Roasted Beetroot, Farro & Bean Salad

When it comes to salads, this one will tick all the boxes. It’s filling, it’s nourishing and packed full of flavour. This salad works well as a side dish but works equally as well as a meal in itself!


1 cup roasted farro, cooked and cooled

420g (1 can) 4 bean mix, rinsed

420g (1 can) lentils, rinsed

1 lemon

3 Spanish onions

500g beetroot

1 bunch parsley, chopped

1 bunch coriander, chopped

Balsamic glaze

Half cup (130 mls ) extra virgin olive oil

Salt & pepper

Essential Oils: Black Pepper & Wild Orange


Chop beetroot and Spanish onion in large pieces and add to a roasting dish.

Cover with half of the extra virgin olive oil (half a cup).

Add salt and pepper to taste.

Roast in the oven at 200 degrees for 25mins.

While the beetroot and onions are cooking, lets make the dressing.

In a small bowl, add the juice of 1 lemon with the remaining half a cup of extra virgin olive oil.

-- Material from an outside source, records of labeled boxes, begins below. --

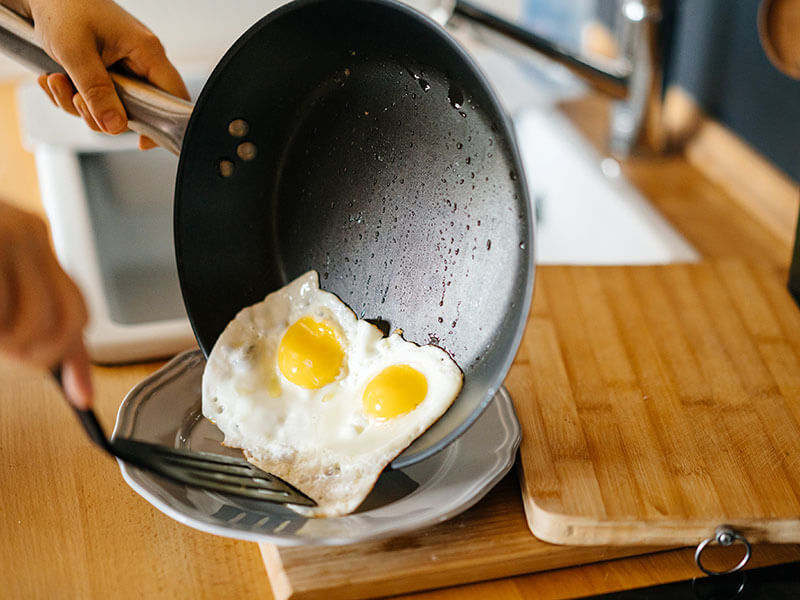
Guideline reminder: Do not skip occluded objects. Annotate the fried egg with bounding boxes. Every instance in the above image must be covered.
[203,271,463,517]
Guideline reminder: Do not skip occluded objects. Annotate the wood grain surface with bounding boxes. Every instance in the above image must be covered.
[260,473,658,600]
[507,259,800,544]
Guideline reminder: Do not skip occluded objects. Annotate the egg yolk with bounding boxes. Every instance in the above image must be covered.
[278,317,344,390]
[362,365,428,421]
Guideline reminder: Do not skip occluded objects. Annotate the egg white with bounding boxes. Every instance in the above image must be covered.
[203,271,463,516]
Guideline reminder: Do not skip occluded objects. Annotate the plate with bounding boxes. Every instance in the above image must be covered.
[114,350,521,546]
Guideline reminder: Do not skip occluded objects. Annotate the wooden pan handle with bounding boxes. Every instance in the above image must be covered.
[0,6,194,154]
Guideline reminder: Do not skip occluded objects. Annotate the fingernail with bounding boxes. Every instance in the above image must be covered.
[103,110,125,133]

Add salt and pepper to taste.

Add 5 drops of black pepper and 10 drops wild orange essential oils.

Note, if you don’t have essential oils, you can skip this step (or get in contact with us to learn how to get essential oils in your home and enjoy their beautiful flavours)

Time to start assembling the salad. If you want to make this salad ahead of time, then prep everything till this point, and assemble before serving.

In a large mixing bowl, combine the beans, lentils, cooked farro, parsley and coriander. Add the dressing and mix well.

Add the mix to a large serving dish – we love using fairly flat platters for serving salads like this.

Place the roasted beetroot and onions on top, and drizzle with balsamic glaze.